Studie bedeutet neue Zeitrechnung
Eigentlich ist die Studie aus Münster für Betroffene sexualisierter Gewalt keine neue Offenbarung. Das Forscherteam um Prof. Großbölting beschreibt methodisch sehr gut die ganze Breite des Missbrauchs in der katholischen Kirche – mit all seinen Grausamkeiten für die Opfer. Grausamkeiten, die für viele Betroffene als Überlebende dieser Taten Tag für Tag bis heute spürbar sind, die bis heute Auswirkungen haben. Das formulieren Betroffene – mal laut und emotional, mal leise und sachlich – seit geraumer Zeit.

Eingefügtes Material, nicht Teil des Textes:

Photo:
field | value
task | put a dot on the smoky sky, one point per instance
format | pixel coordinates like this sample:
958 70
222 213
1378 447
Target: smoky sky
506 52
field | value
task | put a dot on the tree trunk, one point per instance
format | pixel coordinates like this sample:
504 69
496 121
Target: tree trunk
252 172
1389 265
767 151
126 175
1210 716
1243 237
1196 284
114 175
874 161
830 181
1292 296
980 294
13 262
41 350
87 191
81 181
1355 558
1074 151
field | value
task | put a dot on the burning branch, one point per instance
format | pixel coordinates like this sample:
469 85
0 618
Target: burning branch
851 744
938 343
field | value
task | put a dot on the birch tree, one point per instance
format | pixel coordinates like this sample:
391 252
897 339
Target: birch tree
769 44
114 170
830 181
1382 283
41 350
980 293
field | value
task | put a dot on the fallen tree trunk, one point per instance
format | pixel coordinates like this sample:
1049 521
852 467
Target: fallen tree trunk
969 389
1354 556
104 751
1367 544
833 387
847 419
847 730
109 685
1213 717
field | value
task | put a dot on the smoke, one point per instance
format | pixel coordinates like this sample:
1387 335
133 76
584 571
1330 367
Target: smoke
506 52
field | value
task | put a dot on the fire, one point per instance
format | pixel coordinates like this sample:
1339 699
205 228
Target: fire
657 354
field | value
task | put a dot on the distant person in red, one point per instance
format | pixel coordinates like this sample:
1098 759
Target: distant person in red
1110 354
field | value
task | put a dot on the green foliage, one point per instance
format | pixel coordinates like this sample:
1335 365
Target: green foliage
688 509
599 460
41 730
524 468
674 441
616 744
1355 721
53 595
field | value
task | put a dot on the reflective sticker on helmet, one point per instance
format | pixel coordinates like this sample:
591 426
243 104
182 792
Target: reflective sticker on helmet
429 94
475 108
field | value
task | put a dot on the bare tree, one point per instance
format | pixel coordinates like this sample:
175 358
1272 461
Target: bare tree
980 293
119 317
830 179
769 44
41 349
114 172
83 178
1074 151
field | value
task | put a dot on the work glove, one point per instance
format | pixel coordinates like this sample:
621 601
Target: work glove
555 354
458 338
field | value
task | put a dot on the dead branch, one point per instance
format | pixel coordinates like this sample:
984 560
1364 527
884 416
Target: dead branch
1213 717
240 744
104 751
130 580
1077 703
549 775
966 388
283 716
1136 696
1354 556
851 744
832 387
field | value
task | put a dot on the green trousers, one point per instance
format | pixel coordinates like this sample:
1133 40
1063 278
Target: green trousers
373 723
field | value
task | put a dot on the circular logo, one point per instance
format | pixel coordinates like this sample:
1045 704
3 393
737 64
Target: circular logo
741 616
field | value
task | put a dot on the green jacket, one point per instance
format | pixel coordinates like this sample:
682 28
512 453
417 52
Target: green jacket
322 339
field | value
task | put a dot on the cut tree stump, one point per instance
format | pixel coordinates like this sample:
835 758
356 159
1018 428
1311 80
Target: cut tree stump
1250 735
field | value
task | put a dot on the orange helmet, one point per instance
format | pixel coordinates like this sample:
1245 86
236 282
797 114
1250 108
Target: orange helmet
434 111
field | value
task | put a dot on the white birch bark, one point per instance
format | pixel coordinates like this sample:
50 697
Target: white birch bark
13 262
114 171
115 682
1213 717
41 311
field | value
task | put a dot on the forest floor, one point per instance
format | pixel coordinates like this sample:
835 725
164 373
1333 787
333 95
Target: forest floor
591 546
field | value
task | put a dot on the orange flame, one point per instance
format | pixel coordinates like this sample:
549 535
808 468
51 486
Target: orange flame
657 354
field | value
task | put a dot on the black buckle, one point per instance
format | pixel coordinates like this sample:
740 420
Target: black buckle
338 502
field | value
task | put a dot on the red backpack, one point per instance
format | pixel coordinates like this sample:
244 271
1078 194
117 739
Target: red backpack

Und dennoch beginnt eine neue Zeitrechnung. Da ist einerseits die Deutlichkeit, mit der die Dinge – endlich – beim Namen genannt werden. Aus Vertuschung wird das, was es wirklich ist: Strafvereitelung. Damit ist nicht nur der Missbrauch die Straftat, sondern auch der spätere Umgang der Verantwortlichen in den Bistümern. Bischöfe und Andere haben sich strafbar gemacht – nicht nur in Münster. Es bleibt aus Betroffenensicht zu hoffen, dass die Verjährungsfristen zu Ungunsten der Straftäter verändert werden, auch wenn damit »respektable« Persönlichkeiten der katholischen Kirche in Deutschland in das Visier der Ermittler geraten werden. Und noch etwas wird deutlich: Der Begriff der Täterorganisation manifestiert sich. Wenn nur das Wohl der Institution im Kontext missbrauchter Kinder und Jugendlicher gesehen wurde, und das über alle Hierarchieebenen hinweg bis in die Jahre nach 2010 hinein mit einer ungeheuren Konsequenz und Stringenz, dann bleibt eben nur ein Begriff dafür über: Täterorganisation!